PhD student Julie Sharff’s review, “A Night at the (Yiddish) Opera: Bas Sheve’s North American Premiere,” appeared in the blog of In Geveb: A Journal of Jewish Studies.
At the American Ethnographic Society Indeterminacy Conference held at Princeton in March 2023, PhD student Ridhima Sharma was part of the roundtable "Toward Non-Determinative Critique: Anthropological Arguments in Want of 'Better' Worlds" where she presented her paper titled "Quiet Corners: On the Limits of Conversation."
Shafique Virani's “The Scent of the Scarlet Pimpernels: Ismaili Leaders of the 11th/17th Century,” appeared as Chapter 3 in The Renaissance of Shiʿi Islam in the 15th–17th Centuries (eds. Farhad Daftary and Janis Esots, 29-74. London: I.B. Tauris in association with Institute of Ismaili Studies, 2022).
An article by PhD candidate Andrea Wollein, “Tibetan Pilgrimage Guides to Bhaktapur: An Image of Dīpaṃkara Buddha Manifesting as Speaking Tārā,” appeared in Himalaya, The Journal of the Association for Nepal and Himalayan Studies 41, 2 (2022), 54-69.

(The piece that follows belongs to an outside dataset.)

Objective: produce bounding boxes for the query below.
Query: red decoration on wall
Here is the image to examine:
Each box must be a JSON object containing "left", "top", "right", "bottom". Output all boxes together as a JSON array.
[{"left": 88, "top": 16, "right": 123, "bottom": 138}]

A video of Kevin J. White’s “Haudenosaunee Storytelling: Knowledge Systems and History,” a discussion of the challenges and opportunities of gaining access to oral histories in rethinking Seneca and Haudenosaunee (Iroquois) history, was posted by the Mid-Atlantic Association of Museums YouTube channel as part of its “Redefining Narrative” series.